That said, it's still not quite ready to challenge Apple ( and )Google ( for tablet supremacy. )
Microsoft's hybrid device is thinner, lighter, faster and has the same lovely 1080p display as the beefed-up Surface Pro 2. It is still exquisitely designed. Moving through the Windows RT interface, it feels as fast and smooth as any iPad or Android tablet.
First let's look at the new covers. The Touch Cover and Type Cover are still some of the best innovations to come out of Redmond. It is amazing how thin they are and how they magnetically connect to the Surface. And this time around, the keyboards on both are much better than before.
But the trackpad is still a problem with these covers. Strangely enough, the trackpad on the Type Cover is worse than both the new Touch Cover and last year's Type Cover.
Besides the fact that they're too small and unresponsive for more advanced computing, they still primarily react to where you're clicking or touching the trackpad instead of responding to how many fingers you're using.
Take, for example, dragging and highlighting objects. Instead of letting you swipe with three fingers on the trackpad to grab a file and drop it in a folder, select a chunk of text, or rearrange a snap widget, you have to hold one finger in the lower left hand corner and use another to move the object in question around the screen.
This doesn't seem like a big problem in theory, but given the lack of size and issues with responsiveness (not to mention the lack of a mechanical click), trying to pull these actions off are a hassle. That's why people still prefer to do them on PCs.
Surface screen still not ideal. When used as a tablet, the biggest issue is the screen. The 16:9 display is plenty responsive to your touch, gorgeous to look at and fine when docked to a keyboard and trackpad. But its proportions are problematic when used as a tablet.
Most people tend to hold tablets vertically. When you do that with the Surface, it just feels awkward. It's too long and narrow. It's why many large Android tablets -- like the Nexus 10 and Kindle Fire HDX 8.9 -- adopt a less wide screen. Taking that one step further and going with a 3:2 display would be a happy compromise between Microsoft's current screen and the iPad's more squarish 4:3 display.
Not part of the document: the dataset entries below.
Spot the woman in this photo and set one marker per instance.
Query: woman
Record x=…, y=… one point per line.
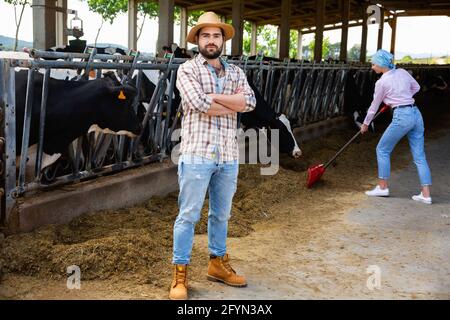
x=396, y=88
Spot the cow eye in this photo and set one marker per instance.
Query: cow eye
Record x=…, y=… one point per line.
x=121, y=95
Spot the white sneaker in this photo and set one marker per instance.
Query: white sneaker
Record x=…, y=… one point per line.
x=378, y=192
x=421, y=198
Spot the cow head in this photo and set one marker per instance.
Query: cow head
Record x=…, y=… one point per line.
x=115, y=113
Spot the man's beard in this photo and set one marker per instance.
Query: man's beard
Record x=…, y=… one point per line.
x=210, y=55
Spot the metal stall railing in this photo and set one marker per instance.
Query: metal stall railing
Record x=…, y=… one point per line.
x=304, y=92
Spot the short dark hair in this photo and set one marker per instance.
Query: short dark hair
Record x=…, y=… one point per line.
x=198, y=32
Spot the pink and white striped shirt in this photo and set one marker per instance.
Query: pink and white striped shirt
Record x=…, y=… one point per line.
x=395, y=88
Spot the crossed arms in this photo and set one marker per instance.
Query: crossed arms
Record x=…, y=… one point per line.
x=213, y=104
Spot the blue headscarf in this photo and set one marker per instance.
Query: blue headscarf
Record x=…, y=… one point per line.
x=383, y=59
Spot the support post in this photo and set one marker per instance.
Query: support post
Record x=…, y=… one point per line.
x=300, y=44
x=393, y=24
x=132, y=24
x=238, y=23
x=61, y=23
x=380, y=30
x=344, y=33
x=283, y=50
x=165, y=34
x=44, y=24
x=320, y=12
x=183, y=27
x=362, y=56
x=253, y=38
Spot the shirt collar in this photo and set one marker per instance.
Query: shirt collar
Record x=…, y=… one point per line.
x=202, y=60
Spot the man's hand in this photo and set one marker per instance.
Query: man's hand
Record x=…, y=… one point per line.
x=364, y=128
x=213, y=96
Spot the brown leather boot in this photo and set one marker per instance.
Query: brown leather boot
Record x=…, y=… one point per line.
x=178, y=288
x=219, y=269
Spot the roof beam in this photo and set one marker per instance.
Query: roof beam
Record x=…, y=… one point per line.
x=210, y=5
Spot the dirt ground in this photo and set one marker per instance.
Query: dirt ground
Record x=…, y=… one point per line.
x=286, y=238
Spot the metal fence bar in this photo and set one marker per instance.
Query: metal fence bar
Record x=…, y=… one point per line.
x=8, y=106
x=45, y=86
x=26, y=128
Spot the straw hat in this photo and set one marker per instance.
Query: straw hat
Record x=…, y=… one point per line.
x=210, y=19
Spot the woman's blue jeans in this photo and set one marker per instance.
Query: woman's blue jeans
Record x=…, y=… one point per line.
x=195, y=176
x=406, y=121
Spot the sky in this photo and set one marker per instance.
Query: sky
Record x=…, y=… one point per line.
x=415, y=35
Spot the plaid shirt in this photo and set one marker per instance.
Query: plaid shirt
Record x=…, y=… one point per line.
x=201, y=134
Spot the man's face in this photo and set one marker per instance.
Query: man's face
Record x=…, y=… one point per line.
x=210, y=42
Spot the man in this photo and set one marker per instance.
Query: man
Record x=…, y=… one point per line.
x=212, y=93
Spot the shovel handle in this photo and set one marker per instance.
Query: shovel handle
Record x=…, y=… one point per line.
x=383, y=109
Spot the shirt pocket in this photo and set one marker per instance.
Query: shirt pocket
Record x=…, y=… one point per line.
x=233, y=80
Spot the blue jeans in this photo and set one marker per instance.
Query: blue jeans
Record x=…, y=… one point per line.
x=406, y=121
x=195, y=175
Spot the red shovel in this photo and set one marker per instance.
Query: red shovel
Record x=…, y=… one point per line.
x=316, y=171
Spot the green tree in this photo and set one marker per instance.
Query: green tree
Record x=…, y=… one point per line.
x=325, y=47
x=246, y=41
x=354, y=53
x=293, y=38
x=407, y=59
x=18, y=20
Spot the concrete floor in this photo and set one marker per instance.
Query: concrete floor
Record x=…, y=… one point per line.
x=407, y=243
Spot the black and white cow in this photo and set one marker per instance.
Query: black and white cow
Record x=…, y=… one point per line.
x=264, y=116
x=73, y=108
x=358, y=95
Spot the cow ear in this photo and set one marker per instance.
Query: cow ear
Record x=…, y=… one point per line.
x=123, y=92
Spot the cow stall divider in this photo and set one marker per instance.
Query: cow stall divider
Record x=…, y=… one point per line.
x=305, y=92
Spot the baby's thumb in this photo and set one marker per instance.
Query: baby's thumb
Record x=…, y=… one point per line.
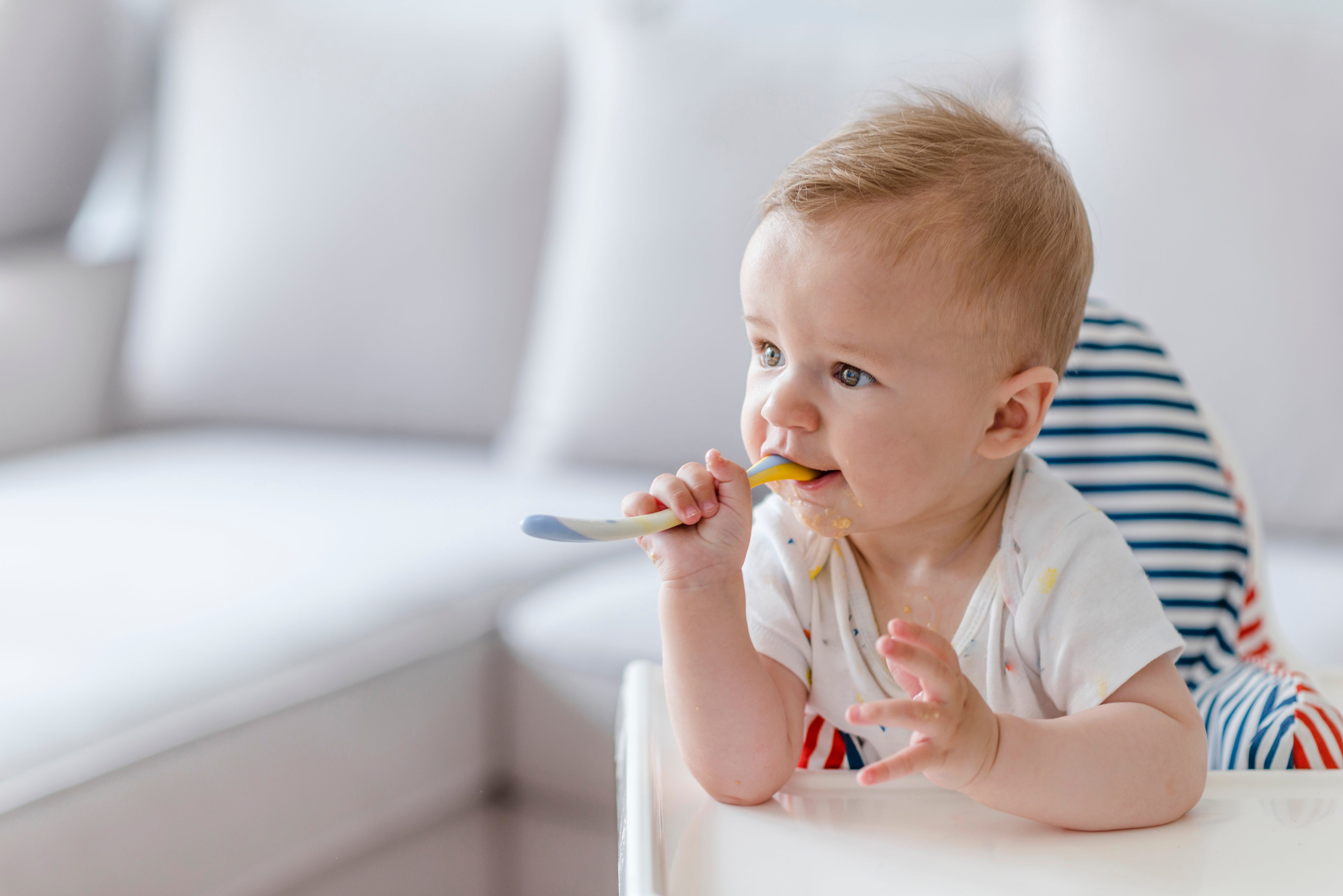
x=731, y=479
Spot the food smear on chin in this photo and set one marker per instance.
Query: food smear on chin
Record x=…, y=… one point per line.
x=828, y=522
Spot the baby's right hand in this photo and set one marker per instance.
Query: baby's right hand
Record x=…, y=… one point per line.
x=714, y=502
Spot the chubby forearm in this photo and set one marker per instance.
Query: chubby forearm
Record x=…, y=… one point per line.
x=1119, y=765
x=738, y=732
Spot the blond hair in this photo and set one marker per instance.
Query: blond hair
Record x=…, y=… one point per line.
x=1020, y=250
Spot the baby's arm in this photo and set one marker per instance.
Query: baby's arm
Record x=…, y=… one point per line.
x=1135, y=761
x=737, y=714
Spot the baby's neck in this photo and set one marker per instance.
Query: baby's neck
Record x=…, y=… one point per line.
x=928, y=573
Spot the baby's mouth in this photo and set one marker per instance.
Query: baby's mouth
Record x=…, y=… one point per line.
x=820, y=483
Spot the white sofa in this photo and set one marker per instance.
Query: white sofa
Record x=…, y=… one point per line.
x=258, y=522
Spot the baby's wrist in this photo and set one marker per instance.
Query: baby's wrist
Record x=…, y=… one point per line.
x=710, y=583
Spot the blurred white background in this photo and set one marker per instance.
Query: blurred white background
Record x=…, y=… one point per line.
x=305, y=302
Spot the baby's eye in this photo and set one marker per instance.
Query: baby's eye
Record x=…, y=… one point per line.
x=770, y=356
x=853, y=377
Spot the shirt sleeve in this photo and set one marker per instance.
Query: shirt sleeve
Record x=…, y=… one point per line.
x=1090, y=613
x=775, y=618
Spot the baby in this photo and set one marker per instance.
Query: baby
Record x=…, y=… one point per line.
x=938, y=601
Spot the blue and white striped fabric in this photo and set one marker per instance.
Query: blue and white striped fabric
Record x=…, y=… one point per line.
x=1260, y=715
x=1127, y=434
x=1249, y=714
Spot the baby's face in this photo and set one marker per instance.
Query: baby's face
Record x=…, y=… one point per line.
x=859, y=371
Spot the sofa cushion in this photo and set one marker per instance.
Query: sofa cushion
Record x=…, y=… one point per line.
x=676, y=128
x=167, y=585
x=1205, y=143
x=350, y=209
x=56, y=109
x=590, y=623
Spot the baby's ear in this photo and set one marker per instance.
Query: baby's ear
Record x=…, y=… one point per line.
x=1021, y=403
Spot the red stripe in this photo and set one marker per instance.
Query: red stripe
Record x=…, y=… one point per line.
x=809, y=745
x=1325, y=714
x=836, y=757
x=1326, y=757
x=1299, y=760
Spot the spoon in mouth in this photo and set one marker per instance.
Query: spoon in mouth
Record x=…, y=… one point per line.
x=566, y=529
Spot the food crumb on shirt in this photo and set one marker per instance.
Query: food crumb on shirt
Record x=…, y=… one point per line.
x=1047, y=580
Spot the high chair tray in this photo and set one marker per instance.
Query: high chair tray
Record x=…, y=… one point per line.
x=1267, y=832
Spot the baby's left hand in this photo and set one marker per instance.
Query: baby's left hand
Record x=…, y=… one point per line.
x=955, y=734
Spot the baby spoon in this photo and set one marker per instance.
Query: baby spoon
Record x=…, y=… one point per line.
x=563, y=529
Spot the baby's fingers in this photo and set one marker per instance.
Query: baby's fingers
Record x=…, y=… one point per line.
x=907, y=763
x=677, y=496
x=638, y=504
x=703, y=489
x=933, y=719
x=934, y=674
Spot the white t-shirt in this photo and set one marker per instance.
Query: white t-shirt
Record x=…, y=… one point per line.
x=1060, y=620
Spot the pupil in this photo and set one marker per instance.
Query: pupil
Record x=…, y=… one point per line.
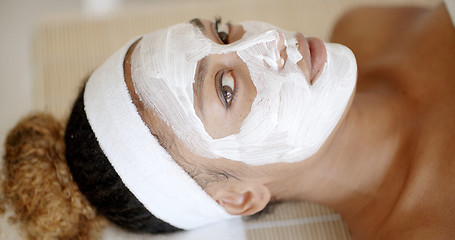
x=223, y=37
x=227, y=93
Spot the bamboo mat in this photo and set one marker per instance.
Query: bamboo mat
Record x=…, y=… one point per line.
x=68, y=47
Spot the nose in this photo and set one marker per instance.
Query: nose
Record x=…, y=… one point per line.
x=280, y=54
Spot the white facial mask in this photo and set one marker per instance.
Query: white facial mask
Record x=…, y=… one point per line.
x=289, y=119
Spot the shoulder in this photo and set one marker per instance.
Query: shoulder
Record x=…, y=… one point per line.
x=370, y=30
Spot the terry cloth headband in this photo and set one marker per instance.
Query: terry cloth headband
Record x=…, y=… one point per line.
x=144, y=166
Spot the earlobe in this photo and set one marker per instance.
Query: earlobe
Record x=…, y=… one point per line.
x=244, y=202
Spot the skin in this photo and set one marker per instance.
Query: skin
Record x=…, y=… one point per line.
x=388, y=166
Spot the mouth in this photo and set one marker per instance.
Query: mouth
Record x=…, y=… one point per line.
x=314, y=56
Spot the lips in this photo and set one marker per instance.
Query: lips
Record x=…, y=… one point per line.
x=314, y=56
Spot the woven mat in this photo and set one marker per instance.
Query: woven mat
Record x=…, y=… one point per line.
x=68, y=47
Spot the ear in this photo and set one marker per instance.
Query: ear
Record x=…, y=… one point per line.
x=241, y=198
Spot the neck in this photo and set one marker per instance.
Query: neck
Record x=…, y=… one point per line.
x=352, y=169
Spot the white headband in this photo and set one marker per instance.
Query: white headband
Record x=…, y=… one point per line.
x=144, y=166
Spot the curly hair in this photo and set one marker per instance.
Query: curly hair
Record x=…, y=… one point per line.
x=99, y=181
x=38, y=184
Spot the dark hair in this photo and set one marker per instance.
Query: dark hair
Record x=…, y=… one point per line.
x=99, y=181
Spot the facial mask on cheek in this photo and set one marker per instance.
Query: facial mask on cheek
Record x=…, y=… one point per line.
x=289, y=119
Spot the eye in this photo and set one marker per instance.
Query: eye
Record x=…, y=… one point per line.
x=225, y=87
x=222, y=30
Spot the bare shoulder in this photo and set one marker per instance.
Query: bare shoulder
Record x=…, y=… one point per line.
x=369, y=30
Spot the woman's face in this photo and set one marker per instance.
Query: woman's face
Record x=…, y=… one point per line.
x=252, y=93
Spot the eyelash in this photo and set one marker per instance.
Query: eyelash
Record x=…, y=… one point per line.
x=223, y=36
x=221, y=91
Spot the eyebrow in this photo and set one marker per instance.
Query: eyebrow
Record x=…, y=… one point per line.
x=201, y=72
x=198, y=23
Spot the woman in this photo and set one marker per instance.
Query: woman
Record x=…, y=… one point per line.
x=383, y=161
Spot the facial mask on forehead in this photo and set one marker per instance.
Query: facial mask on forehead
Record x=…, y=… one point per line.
x=289, y=119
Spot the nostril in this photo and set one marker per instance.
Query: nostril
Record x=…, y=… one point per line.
x=276, y=55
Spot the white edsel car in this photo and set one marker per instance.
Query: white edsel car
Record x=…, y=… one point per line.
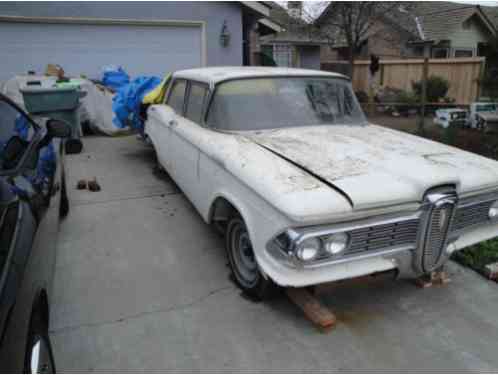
x=306, y=190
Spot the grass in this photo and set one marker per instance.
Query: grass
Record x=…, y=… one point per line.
x=478, y=256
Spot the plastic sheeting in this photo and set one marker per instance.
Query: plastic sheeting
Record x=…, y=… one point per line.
x=115, y=77
x=47, y=161
x=127, y=101
x=95, y=108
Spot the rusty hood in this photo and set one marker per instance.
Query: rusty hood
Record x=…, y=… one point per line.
x=375, y=166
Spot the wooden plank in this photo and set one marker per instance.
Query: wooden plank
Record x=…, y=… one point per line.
x=317, y=313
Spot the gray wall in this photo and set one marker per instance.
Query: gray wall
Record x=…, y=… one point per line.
x=310, y=57
x=213, y=13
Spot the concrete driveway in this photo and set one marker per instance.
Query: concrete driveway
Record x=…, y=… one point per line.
x=142, y=284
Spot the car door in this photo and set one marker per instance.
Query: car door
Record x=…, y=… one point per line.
x=162, y=118
x=30, y=190
x=185, y=138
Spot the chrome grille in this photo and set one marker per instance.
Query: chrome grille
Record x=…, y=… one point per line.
x=437, y=230
x=383, y=236
x=469, y=215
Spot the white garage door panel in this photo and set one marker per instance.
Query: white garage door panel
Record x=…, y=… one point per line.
x=85, y=49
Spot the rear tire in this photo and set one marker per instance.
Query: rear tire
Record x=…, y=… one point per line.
x=64, y=203
x=39, y=355
x=243, y=263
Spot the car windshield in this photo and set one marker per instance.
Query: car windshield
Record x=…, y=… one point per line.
x=486, y=108
x=272, y=103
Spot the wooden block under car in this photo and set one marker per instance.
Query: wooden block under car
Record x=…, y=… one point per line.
x=491, y=271
x=312, y=308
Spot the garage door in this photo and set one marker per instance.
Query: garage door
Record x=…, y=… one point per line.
x=85, y=49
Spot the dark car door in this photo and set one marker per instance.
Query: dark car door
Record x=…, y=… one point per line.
x=30, y=197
But the screen issues keep the Surface from being an excellent, or even good, tablet. It's simply adequate. And that's bad news for a device that's supposed to be a tablet first and PC second.
Windows 8.1 is better, but not perfect. The updated Windows RT 8.1 software for the Surface 2 has many needed improvements. The enhanced functionality of the snap widgets and integration of notifications offer a glimpse at how the Surface could help to define the future look and feel of computing.
Having Twitter or a music player permanently docked next to Internet Explorer is convenient. Stacking 4 apps next to each other in an external monitor is also nice. It makes you glad to not be using a PC with traditional windows.
But even if there are lots of good theoretical ideas, Windows 8.1 still doesn't feel entirely intuitive. Too many of its advanced features are often discovered by mistake -- or in my case, by frequent Googling.
Another big problem is how you interact with the hardware and software. There's no reason why users shouldn't be able to easily control every aspect of Windows with the keyboard and trackpad of the touch cover or type cover. But far too often I found myself going from using the keyboard and mouse to touching the screen in order to switch apps. This will frustrate most people.
Where are the apps? Another major roadblock is the lack of RT apps. Microsoft's app store is better than it was this time last year. Facebook, Twitter, Netflix, Hulu and Kindle now all providing their services in RT form.
And while apps are a little less crucial on a tablet than a phone, missing official apps from the likes of Spotify and Pandora and the entire Google suite really hurts. If you buy a Surface and want the best possible experience, you have to be comfortable using Microsoft's solutions for mail, messaging, cloud storage, entertainment, and reading. Not everyone will be.
Microsoft's "fix" for this issue is essentially the new, pricier Surface Pro 2, which runs a full version of Windows 8.1 and allows you to install all the old desktop apps you're used to. That's a problem for Microsoft.
The Surface Pro 2 is fat, heavy, and has all the same issues with the display size and RT apps that the Surface 2 does. It's also a boring, unimaginative cop out for Microsoft.
Microsoft must make a tough decision. The Surface 2 is the better idea and more closely resembles what computers will resemble in the future, but the Surface Pro 2 is still more functional for the time being. It seems that Microsoft is more worried about not alienating its current (but shrinking) user base than it is with winning over new customers with something more innovative.
This yet again leaves Microsoft in a weird place.
Microsoft either needs to start phasing out the traditional desktop environment in earnest or it needs to keep the two modes walled off from each other. In other words, have the Surface use the traditional Windows when it's docked into the keyboard cover but operate with the new interface when it's disconnected from the cover. Otherwise, devices like the Surface are going linger in a state of tech limbo.